Implementation:Spotify Luigi SalesforceAPI
| Knowledge Sources | |
|---|---|
| Domains | CRM, Data_Integration |
| Last Updated | 2026-02-10 08:00 GMT |
Overview
SalesforceAPI and QuerySalesforce provide a Luigi integration for querying and extracting data from Salesforce using both the Bulk API and REST API, with support for production and sandbox environments.
Description
The Salesforce contrib module implements a comprehensive client for the Salesforce API alongside a Luigi Task for executing SOQL queries as part of data pipelines. The module contains three primary components:
- SalesforceAPI -- A client class that wraps the Salesforce SOAP login, REST query API, and Bulk API. It handles session management, authentication via SOAP XML login (supporting both production and sandbox instances), and provides methods for creating bulk operation jobs, submitting batches, polling for batch completion, and retrieving results. The client uses API version 34.0 and communicates with Salesforce using XML for bulk operations and JSON for REST queries. Key features include automatic pagination through query_all() which follows nextRecordsUrl links, and support for multiple content types (CSV, XML, ZIP_CSV, ZIP_XML).
- QuerySalesforce (extends luigi.Task) -- An abstract task that orchestrates the execution of a SOQL query against Salesforce. It first attempts the query via the Bulk API for efficiency. If the bulk query fails due to unsupported foreign key relationships, it gracefully falls back to the REST API. The task handles multi-result batches by downloading each result file separately and merging them. The SOQL can be provided as a raw string or as a file path.

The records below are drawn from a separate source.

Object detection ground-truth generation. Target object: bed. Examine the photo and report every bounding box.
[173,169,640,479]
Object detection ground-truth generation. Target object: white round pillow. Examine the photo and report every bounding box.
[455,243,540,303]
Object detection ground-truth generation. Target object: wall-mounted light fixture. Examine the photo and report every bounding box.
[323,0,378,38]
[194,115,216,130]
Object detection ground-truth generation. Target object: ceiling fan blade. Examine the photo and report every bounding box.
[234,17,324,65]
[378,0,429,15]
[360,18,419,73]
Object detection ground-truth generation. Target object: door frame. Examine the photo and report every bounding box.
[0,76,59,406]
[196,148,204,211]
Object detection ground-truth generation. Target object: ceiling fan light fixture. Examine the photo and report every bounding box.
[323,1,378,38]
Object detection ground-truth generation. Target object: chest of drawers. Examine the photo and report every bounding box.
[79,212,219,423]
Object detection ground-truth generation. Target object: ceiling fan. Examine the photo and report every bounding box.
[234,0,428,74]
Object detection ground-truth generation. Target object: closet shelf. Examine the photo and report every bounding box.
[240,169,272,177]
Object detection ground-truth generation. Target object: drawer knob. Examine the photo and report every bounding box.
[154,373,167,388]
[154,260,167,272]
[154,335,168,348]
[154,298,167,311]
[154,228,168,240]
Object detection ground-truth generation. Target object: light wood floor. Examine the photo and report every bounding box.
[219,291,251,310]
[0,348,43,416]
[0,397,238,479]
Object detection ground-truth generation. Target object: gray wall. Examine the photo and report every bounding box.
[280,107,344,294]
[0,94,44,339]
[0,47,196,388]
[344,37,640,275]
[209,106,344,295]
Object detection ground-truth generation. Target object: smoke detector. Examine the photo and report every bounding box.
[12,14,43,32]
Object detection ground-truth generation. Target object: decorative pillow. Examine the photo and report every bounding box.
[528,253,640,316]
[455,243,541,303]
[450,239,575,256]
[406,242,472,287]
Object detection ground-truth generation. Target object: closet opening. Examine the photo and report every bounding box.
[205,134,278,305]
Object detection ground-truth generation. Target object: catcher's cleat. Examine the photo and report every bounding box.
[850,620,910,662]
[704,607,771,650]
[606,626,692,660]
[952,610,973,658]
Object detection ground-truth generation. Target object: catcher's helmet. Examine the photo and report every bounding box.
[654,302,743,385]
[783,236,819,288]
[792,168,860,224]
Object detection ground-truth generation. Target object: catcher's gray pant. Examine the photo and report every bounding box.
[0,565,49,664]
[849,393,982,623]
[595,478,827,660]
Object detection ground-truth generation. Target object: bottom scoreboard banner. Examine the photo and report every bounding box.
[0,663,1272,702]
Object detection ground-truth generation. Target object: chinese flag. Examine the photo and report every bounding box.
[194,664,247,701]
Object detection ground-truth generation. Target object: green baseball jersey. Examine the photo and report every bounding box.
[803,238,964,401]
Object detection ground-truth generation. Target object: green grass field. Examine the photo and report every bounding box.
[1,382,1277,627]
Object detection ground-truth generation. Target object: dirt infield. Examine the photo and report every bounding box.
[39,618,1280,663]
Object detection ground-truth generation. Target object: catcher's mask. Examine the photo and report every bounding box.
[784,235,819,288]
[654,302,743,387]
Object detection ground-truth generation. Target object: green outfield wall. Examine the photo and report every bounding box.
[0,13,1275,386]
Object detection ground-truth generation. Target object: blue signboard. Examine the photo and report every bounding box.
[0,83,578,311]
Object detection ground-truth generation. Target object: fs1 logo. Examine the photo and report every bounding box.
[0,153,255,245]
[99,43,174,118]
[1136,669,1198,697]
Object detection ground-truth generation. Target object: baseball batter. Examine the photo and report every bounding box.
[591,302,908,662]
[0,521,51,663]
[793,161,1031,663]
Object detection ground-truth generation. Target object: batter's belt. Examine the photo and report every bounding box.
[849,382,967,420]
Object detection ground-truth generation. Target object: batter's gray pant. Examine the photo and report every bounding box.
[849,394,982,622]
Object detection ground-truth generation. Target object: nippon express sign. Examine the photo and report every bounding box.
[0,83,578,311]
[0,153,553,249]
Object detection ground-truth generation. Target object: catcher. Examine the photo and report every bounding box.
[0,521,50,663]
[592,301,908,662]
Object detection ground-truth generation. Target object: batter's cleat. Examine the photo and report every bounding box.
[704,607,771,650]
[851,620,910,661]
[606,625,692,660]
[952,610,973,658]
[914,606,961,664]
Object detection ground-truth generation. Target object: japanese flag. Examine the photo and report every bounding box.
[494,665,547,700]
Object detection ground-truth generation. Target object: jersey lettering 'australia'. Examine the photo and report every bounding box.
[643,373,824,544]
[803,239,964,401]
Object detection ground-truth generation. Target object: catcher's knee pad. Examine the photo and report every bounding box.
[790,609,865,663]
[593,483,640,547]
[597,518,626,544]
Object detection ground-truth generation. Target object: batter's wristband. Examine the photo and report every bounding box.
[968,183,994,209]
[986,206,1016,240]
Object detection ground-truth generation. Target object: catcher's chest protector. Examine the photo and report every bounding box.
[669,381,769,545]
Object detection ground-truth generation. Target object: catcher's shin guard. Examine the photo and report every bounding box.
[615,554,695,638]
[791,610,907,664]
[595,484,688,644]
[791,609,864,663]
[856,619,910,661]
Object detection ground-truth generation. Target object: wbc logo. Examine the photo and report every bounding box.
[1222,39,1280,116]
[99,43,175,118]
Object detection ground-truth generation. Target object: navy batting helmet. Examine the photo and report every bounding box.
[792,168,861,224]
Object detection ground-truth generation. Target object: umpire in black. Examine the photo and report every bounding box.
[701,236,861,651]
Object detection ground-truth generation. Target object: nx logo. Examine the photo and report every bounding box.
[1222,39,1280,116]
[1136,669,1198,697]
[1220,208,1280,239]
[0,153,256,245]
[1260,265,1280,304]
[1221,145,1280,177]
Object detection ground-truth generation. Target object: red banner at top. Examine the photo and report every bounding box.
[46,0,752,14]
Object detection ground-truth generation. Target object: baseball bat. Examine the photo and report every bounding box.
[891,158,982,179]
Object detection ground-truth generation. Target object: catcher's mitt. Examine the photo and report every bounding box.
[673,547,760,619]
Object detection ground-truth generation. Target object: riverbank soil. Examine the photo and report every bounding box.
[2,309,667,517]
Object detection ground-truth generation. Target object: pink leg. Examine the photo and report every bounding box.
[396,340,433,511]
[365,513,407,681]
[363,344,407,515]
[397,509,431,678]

- salesforce (extends luigi.Config) -- A configuration class that reads Salesforce credentials (username, password, security_token, sb_security_token) from the Luigi configuration file under the [salesforce] section.
Helper functions include get_soql_fields() for parsing field names from SOQL queries, parse_results() and _traverse_results() for flattening nested Salesforce JSON responses into tabular rows.
The module requires the requests library.
Usage
Use QuerySalesforce when you need to extract data from Salesforce as part of a Luigi data pipeline, for example to pull CRM records into a data warehouse or analytics system. Use SalesforceAPI directly when you need lower-level control over Salesforce interactions, such as performing insert, update, upsert, or delete operations through the Bulk API. This module supports both production and sandbox Salesforce environments, making it suitable for development, testing, and production data integration workflows.
Code Reference
Source Location
- Repository: Spotify_Luigi
- File: luigi/contrib/salesforce.py
- Lines: 1-706
Signature
class salesforce(luigi.Config):
username = luigi.Parameter(default='')
password = luigi.Parameter(default='')
security_token = luigi.Parameter(default='')
sb_security_token = luigi.Parameter(default='')
class SalesforceAPI:
API_VERSION = 34.0
SOAP_NS = "{urn:partner.soap.sforce.com}"
API_NS = "{http://www.force.com/2009/06/asyncapi/dataload}"
def __init__(self, username, password, security_token,
sb_token=None, sandbox_name=None): ...
def start_session(self): ...
def has_active_session(self): ...
def query(self, query, **kwargs): ...
def query_more(self, next_records_identifier,
identifier_is_url=False, **kwargs): ...
def query_all(self, query, **kwargs): ...
def restful(self, path, params): ...
def create_operation_job(self, operation, obj,
external_id_field_name=None,
content_type=None): ...
def get_job_details(self, job_id): ...
def abort_job(self, job_id): ...
def close_job(self, job_id): ...
def create_batch(self, job_id, data, file_type): ...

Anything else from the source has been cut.